Investing.com – Wall Street traded with slight gains on Monday as markets digested a string of comments from members of the Federal Reserve (Fed) and oil fought to hold onto $48.
At 15:14GMT or 11:14AM ET, the Dow 30 gained 31 points, or 0.18%, while the S&P 500 edged up 2 points, or 0.08%, and the tech-heavy NASDAQ Composite traded up 18 points, or 0.37%.
Stocks took a breather after the Dow closed last Friday with weekly losses of 0.2% which made the fourth consecutive negative week, equivalent to its worst stretch since October 2014.
On a very light economic calendar day, Markit’s May manufacturing purchasing managers’ index unexpectedly declined, creeping closer to stagnation in what was its weakest expansion since the upturn began in October 2009.
Markit chief economist Chris Williamson said that “the weak manufacturing data cast doubt on the ability of the U.S. economy to rebound from its disappointing start to the year in the second quarter”.

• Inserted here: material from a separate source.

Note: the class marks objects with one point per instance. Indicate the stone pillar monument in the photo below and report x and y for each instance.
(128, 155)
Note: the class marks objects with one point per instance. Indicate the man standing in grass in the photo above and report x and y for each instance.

“The survey is signaling that manufacturing will act as a drag on economic growth in the second quarter, leaving the economy once again dependent on the service sector, and consumers in particular, to sustain growth,” he added.

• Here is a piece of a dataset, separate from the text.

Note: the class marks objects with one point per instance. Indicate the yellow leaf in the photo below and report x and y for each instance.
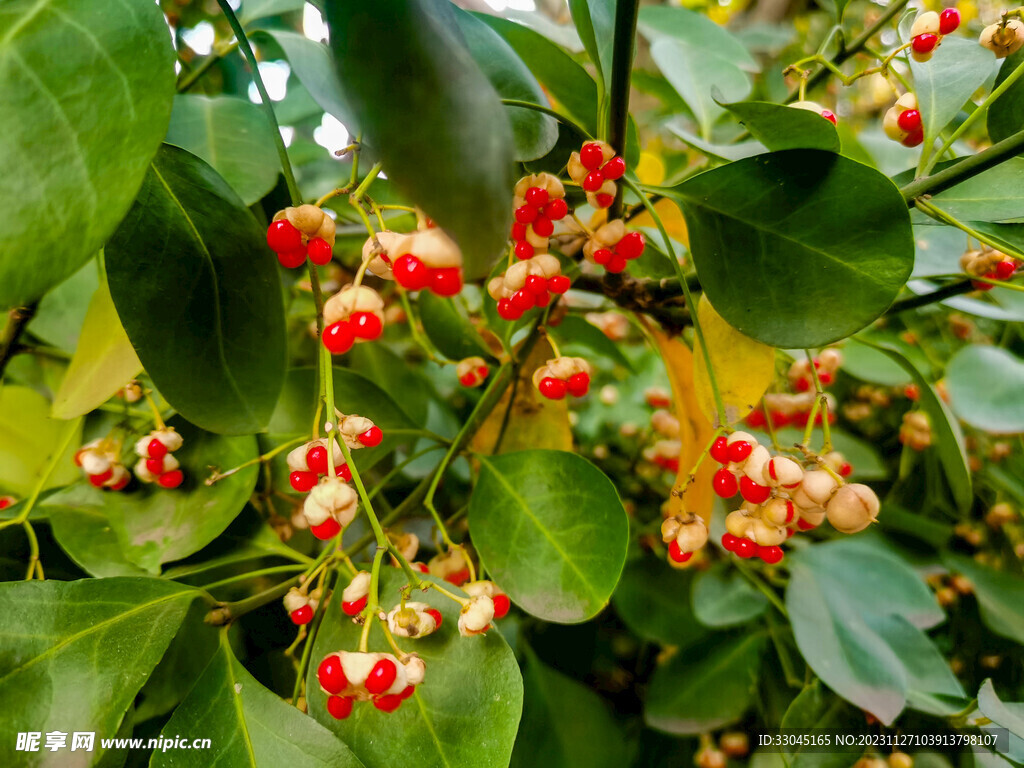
(103, 361)
(743, 368)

With this weak manufacturing activity in mind, markets digested remarks from Fed officials as they continue to weigh the possibility of a rate hike coming in June.
Over the weekend, Boston Fed president Eric Rosengren said that the U.S. was close to meeting most of the economic conditions necessary for the central bank to proceed with the tightening of monetary policy.
In a different view on Monday, St. Louis Fed president James Bullard compared and contrasted the views of U.S. central bank assuming a gradual pace of rate increases over several years while the market was discounting “almost no normalization” and suggested that there was equal evidence for both views.
Meanwhile, San Francisco Fed chief John Williams later insisted that he expected there to be two or three rates hikes this year. He did admit however that he expected debate about a hike at the June meeting and was uncertain what the outcome would be.
In any case, markets still refused to believe that the Fed would move in June, with Fed fund futures discounting the odds at only 26%, still substantially higher than the 4% in the week prior to the publication of the Fed meeting minutes.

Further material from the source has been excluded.